(07-07-2014, 07:53 AM)jcarerra Wrote: (07-07-2014, 06:40 AM)archangle Wrote: ..."Real" AHI as used in treatment is usually the nightly average apnea/hypopneas per hour over your sleep time. "Hourly" AHI is less useful in general, but has some uses. "Hourly AHI" as they show it there is sort of only useful at the last reading within the clock hour. i.e. the 11:59, 12:59, 01:59, etc. readings. The way SleepyHead does it is better, but "THE" AHI reading of interest is still mostly the nightly average.
"THE" AHI ...
You sleep 8 hours.
From 3-4am, you have 40 events.
none the rest of the night.
Your "THE" AHI is 40/8 = 5.0
So, "you're OK."
I say NO!!! you are not ok, even though your AHI says you are. I say that those 40 during one hour are a problem that needs to be looked at--but the AHI average HIDES the fact that there is a problem.
This is not some far-out scenario that never happens;
it exactly describes what often happens with me.
As with many things, outlier data can do all kinds of interesting things.
So to revisit in the scenario posted: An 8-hour night of sleep with 40 events that all occur in 1-hour.
Yes, the overall AHI = 5 (borderline "ok") and but the "AHI for 3-4 am" is 40 (way bad). But the person also GOT 7 hours of presumably high quality sleep both before and after the bad hour on this bad night, so it's not like the person has a AHI = 40 for the whole night either: A person who's
diagnostic AHI = 40 is getting 8 hours sleep with an average of 40 events/hour, or 320 events all night long.
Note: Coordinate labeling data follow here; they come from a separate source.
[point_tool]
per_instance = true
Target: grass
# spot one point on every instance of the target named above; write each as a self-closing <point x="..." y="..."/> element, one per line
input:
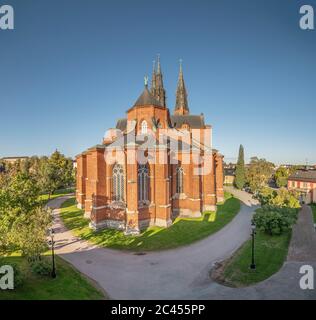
<point x="56" y="194"/>
<point x="270" y="254"/>
<point x="68" y="285"/>
<point x="183" y="231"/>
<point x="313" y="206"/>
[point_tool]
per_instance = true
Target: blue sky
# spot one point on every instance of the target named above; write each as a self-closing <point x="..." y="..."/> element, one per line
<point x="71" y="68"/>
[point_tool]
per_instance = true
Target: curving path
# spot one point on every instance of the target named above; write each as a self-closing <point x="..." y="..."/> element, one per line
<point x="182" y="273"/>
<point x="171" y="274"/>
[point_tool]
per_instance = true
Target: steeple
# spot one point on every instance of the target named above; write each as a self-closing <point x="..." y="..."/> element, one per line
<point x="181" y="107"/>
<point x="160" y="93"/>
<point x="153" y="80"/>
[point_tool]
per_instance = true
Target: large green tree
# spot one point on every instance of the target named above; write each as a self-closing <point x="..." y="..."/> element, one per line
<point x="240" y="173"/>
<point x="23" y="220"/>
<point x="258" y="173"/>
<point x="55" y="172"/>
<point x="281" y="176"/>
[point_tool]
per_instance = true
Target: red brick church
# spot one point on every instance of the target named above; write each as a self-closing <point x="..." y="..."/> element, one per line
<point x="153" y="167"/>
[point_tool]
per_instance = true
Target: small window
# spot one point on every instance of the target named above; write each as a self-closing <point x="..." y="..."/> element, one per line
<point x="143" y="182"/>
<point x="179" y="181"/>
<point x="144" y="127"/>
<point x="118" y="183"/>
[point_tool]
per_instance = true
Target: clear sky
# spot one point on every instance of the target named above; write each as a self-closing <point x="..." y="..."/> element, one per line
<point x="71" y="68"/>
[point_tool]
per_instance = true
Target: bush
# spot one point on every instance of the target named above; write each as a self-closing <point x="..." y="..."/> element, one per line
<point x="41" y="267"/>
<point x="274" y="220"/>
<point x="278" y="198"/>
<point x="18" y="275"/>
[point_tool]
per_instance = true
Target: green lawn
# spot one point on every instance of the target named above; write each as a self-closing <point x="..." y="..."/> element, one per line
<point x="68" y="285"/>
<point x="314" y="211"/>
<point x="182" y="232"/>
<point x="56" y="194"/>
<point x="270" y="254"/>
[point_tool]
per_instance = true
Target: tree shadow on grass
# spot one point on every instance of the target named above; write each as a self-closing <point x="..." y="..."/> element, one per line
<point x="182" y="232"/>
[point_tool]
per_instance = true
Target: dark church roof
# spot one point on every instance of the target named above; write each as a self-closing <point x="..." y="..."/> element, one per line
<point x="146" y="99"/>
<point x="304" y="175"/>
<point x="195" y="122"/>
<point x="121" y="124"/>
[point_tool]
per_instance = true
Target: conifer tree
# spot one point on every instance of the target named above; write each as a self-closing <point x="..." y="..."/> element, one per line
<point x="240" y="174"/>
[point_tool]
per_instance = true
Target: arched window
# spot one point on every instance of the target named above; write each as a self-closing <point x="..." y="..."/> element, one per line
<point x="144" y="127"/>
<point x="143" y="182"/>
<point x="118" y="182"/>
<point x="179" y="180"/>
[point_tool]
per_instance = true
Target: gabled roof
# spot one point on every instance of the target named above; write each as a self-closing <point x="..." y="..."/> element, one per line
<point x="147" y="99"/>
<point x="195" y="122"/>
<point x="121" y="124"/>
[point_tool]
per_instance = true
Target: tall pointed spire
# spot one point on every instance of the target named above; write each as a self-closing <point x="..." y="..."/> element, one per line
<point x="160" y="93"/>
<point x="153" y="80"/>
<point x="182" y="106"/>
<point x="158" y="64"/>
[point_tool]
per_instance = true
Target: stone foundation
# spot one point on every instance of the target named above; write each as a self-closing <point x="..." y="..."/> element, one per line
<point x="163" y="223"/>
<point x="108" y="224"/>
<point x="188" y="213"/>
<point x="209" y="207"/>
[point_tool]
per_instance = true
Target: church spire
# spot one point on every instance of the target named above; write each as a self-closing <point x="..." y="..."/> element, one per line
<point x="181" y="107"/>
<point x="153" y="80"/>
<point x="160" y="93"/>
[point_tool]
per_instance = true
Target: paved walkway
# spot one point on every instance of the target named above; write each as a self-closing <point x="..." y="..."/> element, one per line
<point x="178" y="273"/>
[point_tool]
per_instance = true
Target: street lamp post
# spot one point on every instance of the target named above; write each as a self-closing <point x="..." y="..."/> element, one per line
<point x="253" y="232"/>
<point x="52" y="243"/>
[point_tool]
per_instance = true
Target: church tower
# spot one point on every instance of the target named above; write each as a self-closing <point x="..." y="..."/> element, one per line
<point x="181" y="107"/>
<point x="157" y="89"/>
And no good sleep.
And so an important question to ask when dealing with really nasty clusters of events is: Does this kind of a pattern occur rarely or frequently?
If this 40-event hour is the only bad hour in a month of PAPing, it's not really all that important: Almost all the sleep is good-to-excellent and PAP is working at its current settings.
But hour-long clusters of 30+ events occur on several nights every week for a month or more, that does indicate that something's not working as well as it should.
And jcarerra writes:
Quote:This is not some far-out scenario that never happens;
it exactly describes what often happens with me
So clearly jcarrea should be more worried about this kind of a cluster than I am: I've had a few clusters of 20+ events in 3 1/2 years of PAP, and they're well separated in time and are usually connected to the flu. Jcarrea, on the other hand sees enough of these clusters to say they
often happen to him.
In my case, there's no point in bringing in Daily data that shows one of these clusters and asking: What's wrong? What should we do about this?
In Jcarrea's case, I think it's critically important to bring in a hard copy of several days of data that show this kind of cluster and directly ask the doc: What's wrong? What should we do about this?
But I don't think it is reasonable to expect a doc to automatically look beyond the overall long term AHI if the patient is not making some effort to indicate there's something wrong.
The main reason sleep docs focus on the overall,
long term AHI is simply time: It's just plain too much trouble to go digging into the nightly data for the dozens of patients you see each day or the hundreds you see each month. So looking at one basic number (AHI) is a bit of a survival technique: It lets you get patients in and out more quickly. I'm not saying I agree with this rationale, but I do acknowledge that it's an important reason that docs are a lot less interested in our data than we are.
But there's another more valid reason for focusing on the long term AHI for the
typical OSA patient: We're all going to have some good nights and some bad nights. And a few very bad nights. But a few bad nights here and there is NOT usually an indication that something is "wrong" and must be fixed. In other words, if we're getting enough apnea-free sleep on the vast majority of nights, there's not much that tweaking of the PAP settings can do in terms of addressing continuing patient complaints of daytime fatigue and sleepiness. Not all
bad sleep is related to OSA and non-optimal PAP therapy.
But again, in Jcarrea's case, the clusters are not confined to a few bad nights "here and there", and so it's worth hitting the doc over the head with the Detailed Daily data and bringing up the issue of what to do to fix the problem.
Final note: I'm not a big advocate of simply telling people like jcarrea: The data says you need to increase your pressure. Hour long clusters of events are NOT common once someone is on PAP. REM-cycles don't last that long. And when the clusters of events really do last 30-60 minutes or more each night, there's a real possibility that part of the problem may be pressure-induce centrals
even if the machine scored events are labeled as Hs or OAs. And teasing apart PAPers who are having pressure-induced unstable breathing and centrals from PAPers who just are inadequately titrated and need more pressure is beyond my expertise as a knowledgeable patient.